Они сидели вместе в не дающем тепла солнечном свете, пробивавшемся через жалюзи в Высокий Зал.

— Ах! — пропел Песенный Мастер Онн, и мелодия эта была переполнена любовью к Песенному Мастеру Эссте.

— Только не надо хвалить меня. Ведь дар и его могущество принадлежат Анссету.

— Но учителем была Эссте. В других руках мальчик мог превратиться в средство для достижения власти и богатства. Или даже хуже, все его способности могли быть растрачены впустую, и сам он был бы опустошен. А в твоих руках…

— Нет, Брат Онн. Анссет сам в большей мере сотворен любовью и верностью. Он заставляет других желать того, чем сам он уже является. Да, он орудие, но такое, которое нельзя использовать ради зла.

— Узнает ли он об этом?

— Возможно; не думаю, что он хотя бы подозревает о могуществе собственного дарования. И было бы лучше, если бы он никогда не открыл, насколько сильно отличается он от остальных Певчих Птиц. Что же касается последнего в его сознании блока — мы установили его хорошо. Он никогда не откроет, каким образом был замешан во все эти события, никогда не узнает правды о том, кто по-настоящему управлял процессом передачи имперской короны.

Песенный Мастер Онн робко, застенчиво пропел про тончайшие тайные узелки, вплетенные в сознание пяти-, шести-, а затем и девятилетнего ребенка, узелки, которых никто и никогда не смог бы распутать. «Но ткач был мудр, и ткань крепка».

— Майкел Завоеватель, — сказала Эссте, — научился любить мир сильнее, чем он любил себя. Так же будет и с Рикторсом Майкелом. И этого достаточно. Мы выполнили свою обязанность перед человечеством. Теперь мы должны учить других маленьких певцов.

— Вот только — старым песням, — вздохнул Песенный Мастер Онн.

— Нет, — улыбаясь, возразила ему Песенный Мастер Эссте. — Мы будем учить их песне Певчей Птицы Майкела.

— Анссет уже спел эту песню и спел ее лучше, чем мы могли надеяться.

Они неспешно вышли из Высокого Зала, когда Песенный Мастер Эссте шепнула:

— Тогда мы будем ее гармонизировать!

И их смех музыкой прокатился вниз по ступеням.

Йосиф

1

У Киа-Киа были слишком тонкие и слабые руки.
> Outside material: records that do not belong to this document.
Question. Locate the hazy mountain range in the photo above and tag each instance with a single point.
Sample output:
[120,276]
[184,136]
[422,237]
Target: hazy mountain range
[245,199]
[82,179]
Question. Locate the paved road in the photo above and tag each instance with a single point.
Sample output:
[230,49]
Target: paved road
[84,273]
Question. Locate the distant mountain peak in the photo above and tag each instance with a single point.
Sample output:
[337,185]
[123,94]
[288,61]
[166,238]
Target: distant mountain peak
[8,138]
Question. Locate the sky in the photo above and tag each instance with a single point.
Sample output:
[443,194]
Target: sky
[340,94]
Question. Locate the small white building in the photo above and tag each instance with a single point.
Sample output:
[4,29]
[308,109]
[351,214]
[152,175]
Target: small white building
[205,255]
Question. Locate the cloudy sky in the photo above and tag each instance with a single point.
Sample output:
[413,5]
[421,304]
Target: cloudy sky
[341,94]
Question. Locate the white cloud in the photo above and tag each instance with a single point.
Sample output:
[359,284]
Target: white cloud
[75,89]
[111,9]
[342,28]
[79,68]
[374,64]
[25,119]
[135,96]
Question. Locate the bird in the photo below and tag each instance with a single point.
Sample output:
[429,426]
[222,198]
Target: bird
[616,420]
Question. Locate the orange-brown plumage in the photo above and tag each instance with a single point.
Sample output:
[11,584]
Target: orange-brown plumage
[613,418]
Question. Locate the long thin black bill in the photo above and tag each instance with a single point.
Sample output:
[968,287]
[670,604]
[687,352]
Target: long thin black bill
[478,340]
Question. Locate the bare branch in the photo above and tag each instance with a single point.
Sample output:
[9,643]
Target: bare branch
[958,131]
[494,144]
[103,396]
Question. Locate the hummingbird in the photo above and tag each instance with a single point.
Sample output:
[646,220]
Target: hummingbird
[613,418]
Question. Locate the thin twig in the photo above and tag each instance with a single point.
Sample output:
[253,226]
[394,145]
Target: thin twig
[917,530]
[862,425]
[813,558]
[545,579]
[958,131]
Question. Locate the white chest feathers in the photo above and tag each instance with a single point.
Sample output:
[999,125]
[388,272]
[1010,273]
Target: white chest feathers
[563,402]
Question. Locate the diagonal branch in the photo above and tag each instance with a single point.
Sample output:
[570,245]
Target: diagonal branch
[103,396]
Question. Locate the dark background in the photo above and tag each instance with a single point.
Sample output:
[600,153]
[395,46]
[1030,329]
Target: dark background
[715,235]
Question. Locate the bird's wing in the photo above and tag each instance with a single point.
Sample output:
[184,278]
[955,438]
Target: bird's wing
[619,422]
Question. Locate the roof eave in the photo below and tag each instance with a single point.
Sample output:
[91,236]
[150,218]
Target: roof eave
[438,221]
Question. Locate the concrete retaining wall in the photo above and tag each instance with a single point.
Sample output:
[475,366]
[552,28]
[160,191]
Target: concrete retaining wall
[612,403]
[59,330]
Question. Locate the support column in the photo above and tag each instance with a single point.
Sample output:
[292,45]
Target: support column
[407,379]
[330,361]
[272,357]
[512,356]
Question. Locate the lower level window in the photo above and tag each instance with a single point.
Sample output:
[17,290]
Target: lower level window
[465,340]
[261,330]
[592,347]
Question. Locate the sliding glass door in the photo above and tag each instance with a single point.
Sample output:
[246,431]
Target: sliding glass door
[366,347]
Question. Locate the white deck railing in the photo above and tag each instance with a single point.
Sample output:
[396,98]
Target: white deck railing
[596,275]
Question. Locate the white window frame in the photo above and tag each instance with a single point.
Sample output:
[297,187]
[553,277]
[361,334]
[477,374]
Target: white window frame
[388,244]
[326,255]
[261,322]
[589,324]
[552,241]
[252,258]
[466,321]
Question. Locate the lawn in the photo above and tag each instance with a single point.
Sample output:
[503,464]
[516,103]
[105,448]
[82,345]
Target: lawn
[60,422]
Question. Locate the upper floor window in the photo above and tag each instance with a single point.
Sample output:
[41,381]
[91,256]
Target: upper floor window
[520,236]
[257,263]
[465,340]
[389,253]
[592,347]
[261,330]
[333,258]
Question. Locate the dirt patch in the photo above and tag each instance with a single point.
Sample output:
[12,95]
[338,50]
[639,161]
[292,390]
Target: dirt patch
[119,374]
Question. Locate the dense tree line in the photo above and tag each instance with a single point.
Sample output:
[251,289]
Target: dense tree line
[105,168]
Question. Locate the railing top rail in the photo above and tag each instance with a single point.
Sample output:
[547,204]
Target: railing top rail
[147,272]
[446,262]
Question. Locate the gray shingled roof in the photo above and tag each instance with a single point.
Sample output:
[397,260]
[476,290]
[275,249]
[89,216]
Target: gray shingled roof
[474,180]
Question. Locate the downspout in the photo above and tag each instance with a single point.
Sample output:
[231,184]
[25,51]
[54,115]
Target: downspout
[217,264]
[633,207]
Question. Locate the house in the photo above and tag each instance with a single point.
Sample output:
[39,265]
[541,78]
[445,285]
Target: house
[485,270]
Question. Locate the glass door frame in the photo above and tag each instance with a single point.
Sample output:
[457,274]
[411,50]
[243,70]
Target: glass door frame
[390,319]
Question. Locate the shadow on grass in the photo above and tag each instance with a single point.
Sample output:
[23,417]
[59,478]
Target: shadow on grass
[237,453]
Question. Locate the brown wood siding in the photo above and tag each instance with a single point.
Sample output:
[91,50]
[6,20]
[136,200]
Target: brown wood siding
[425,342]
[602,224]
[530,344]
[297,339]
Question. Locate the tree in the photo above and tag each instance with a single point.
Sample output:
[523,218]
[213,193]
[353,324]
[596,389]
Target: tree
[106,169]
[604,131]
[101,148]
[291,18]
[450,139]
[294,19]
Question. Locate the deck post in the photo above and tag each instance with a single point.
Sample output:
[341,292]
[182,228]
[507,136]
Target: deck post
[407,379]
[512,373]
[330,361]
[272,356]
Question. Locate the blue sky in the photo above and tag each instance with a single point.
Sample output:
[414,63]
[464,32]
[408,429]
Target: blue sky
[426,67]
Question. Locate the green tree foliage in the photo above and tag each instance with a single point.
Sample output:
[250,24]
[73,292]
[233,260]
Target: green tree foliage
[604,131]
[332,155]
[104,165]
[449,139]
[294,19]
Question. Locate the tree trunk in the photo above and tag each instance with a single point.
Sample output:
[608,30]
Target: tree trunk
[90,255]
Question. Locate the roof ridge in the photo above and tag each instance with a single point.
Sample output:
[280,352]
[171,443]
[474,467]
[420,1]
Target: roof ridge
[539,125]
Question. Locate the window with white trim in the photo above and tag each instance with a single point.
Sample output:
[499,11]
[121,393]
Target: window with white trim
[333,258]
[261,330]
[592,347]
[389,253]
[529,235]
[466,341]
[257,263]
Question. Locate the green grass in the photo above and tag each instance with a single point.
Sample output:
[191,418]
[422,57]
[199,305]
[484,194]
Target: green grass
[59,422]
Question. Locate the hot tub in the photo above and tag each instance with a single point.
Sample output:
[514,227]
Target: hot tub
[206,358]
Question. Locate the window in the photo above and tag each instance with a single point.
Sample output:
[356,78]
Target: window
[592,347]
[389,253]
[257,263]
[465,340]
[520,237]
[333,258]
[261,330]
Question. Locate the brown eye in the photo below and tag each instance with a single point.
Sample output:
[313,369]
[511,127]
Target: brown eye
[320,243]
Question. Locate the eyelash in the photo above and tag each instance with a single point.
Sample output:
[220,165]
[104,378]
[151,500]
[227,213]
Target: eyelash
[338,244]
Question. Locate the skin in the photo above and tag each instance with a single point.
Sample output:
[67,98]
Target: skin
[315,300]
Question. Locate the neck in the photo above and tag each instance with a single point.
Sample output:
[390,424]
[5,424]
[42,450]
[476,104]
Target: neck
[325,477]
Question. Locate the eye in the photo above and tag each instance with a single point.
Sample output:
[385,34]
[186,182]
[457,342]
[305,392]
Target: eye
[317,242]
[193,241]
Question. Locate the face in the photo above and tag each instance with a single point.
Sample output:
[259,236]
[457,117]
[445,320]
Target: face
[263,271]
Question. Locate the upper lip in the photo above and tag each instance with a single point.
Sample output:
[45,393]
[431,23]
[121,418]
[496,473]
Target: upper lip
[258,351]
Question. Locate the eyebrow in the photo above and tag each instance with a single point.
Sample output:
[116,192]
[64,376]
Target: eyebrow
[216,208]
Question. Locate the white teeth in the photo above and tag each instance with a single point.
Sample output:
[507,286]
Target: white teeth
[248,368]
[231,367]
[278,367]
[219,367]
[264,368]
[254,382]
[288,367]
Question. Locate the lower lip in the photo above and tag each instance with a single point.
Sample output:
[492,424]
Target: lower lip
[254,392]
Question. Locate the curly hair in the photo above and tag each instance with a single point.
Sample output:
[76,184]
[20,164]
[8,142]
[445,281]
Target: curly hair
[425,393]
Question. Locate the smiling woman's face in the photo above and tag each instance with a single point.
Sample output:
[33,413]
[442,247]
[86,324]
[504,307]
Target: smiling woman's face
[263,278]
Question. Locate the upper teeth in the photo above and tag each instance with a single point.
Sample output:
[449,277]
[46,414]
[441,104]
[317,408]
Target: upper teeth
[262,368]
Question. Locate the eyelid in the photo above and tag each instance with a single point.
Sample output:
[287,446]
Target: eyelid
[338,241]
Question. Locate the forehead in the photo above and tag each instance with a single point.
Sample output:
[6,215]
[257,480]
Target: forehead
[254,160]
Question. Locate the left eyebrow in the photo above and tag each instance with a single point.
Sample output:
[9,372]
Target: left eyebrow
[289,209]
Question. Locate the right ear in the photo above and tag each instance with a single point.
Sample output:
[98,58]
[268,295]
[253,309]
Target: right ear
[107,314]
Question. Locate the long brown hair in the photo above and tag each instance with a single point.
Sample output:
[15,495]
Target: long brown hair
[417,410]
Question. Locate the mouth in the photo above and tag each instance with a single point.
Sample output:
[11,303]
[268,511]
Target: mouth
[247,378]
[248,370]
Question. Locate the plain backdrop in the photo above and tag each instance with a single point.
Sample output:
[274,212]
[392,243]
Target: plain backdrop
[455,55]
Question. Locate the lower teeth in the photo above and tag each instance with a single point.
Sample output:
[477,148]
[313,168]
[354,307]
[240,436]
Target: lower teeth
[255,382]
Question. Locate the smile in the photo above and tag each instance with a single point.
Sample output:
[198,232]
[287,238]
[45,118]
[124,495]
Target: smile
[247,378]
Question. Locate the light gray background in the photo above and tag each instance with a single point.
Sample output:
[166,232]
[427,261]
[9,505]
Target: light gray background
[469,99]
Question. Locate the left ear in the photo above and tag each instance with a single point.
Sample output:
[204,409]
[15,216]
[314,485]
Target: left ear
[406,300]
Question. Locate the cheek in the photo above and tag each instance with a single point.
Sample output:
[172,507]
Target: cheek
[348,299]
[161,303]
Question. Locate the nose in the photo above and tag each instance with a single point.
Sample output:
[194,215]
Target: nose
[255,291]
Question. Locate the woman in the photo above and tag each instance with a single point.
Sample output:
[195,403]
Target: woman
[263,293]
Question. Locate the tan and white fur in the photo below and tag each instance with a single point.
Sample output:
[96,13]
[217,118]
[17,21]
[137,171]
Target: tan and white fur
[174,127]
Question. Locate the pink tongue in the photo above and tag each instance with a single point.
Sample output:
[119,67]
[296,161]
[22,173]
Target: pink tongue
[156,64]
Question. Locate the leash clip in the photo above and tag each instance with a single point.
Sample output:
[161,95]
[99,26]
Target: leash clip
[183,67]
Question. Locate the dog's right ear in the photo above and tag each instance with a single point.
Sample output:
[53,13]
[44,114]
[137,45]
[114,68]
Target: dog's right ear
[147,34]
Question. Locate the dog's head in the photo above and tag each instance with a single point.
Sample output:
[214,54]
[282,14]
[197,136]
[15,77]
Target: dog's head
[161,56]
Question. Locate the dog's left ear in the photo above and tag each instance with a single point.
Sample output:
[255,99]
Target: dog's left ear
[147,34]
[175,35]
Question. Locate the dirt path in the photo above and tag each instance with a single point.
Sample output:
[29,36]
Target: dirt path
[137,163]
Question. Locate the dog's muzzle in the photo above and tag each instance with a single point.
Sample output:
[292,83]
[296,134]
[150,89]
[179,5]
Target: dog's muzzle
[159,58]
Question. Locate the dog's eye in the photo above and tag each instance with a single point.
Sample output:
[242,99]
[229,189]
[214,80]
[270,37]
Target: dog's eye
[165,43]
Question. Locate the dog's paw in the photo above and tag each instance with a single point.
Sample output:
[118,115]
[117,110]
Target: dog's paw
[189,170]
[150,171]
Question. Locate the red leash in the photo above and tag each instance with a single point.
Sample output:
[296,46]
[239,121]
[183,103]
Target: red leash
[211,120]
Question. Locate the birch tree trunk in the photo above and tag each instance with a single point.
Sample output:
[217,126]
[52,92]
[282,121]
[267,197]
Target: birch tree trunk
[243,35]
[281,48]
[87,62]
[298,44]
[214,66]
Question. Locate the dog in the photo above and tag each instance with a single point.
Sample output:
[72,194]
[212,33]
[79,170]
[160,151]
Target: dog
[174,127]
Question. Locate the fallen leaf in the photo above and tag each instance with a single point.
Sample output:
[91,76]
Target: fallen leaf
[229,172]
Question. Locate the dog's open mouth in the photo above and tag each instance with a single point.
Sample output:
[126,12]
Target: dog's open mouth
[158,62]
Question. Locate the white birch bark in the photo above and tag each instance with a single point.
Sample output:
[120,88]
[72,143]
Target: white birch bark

Она еще раз отметила это, прикоснувшись к клавишам своего компьютерного терминала; если ей придется поднимать что-то тяжелое, руки смогут просто переломиться. Но я и не собираюсь таскать тяжести, тут же напомнила девушка себе. Я вовсе не похожа на приземленную особу, так зачем же мне заставлять себя делать такую глупую работу.

Подобное рационалистическое объяснение девушка пыталась представить уже ранее, хотя верила ему мало. Она закончила Принстонский Правительственный Институт с четвертым наивысшим результатом за всю историю этого учебного заведения; но когда она стала пробовать найти работу, вместо того, чтобы быть заваленной предложениями престижных должностей, выяснилось, что придется выбирать между набивкой компьютерных данных в Информационном Центре Тегусигальпы и должностью в городском управлении какой-то богом забытой планеты, которую нельзя было найти на картах. «Это только поначалу», — сообщил ей тьютор. «Работай хорошо, и ты быстро поднимешься по служебной лестнице». Но Киа-Киа чувствовала, что даже ее наставник не слишком-то верит в это. Ну что она могла надеяться хорошо делать в Тегусигальпе? Работала она в департаменте Социального Обеспечения, отдел Обслуживания Лиц Старшего Возраста, в офисе по Выплате Пенсий. И это был даже не имперский офис — всего лишь планетарный. Что ни говори, Земля, которая могла быть столицей вселенной, оставалась, тем не менее, забитой провинцией.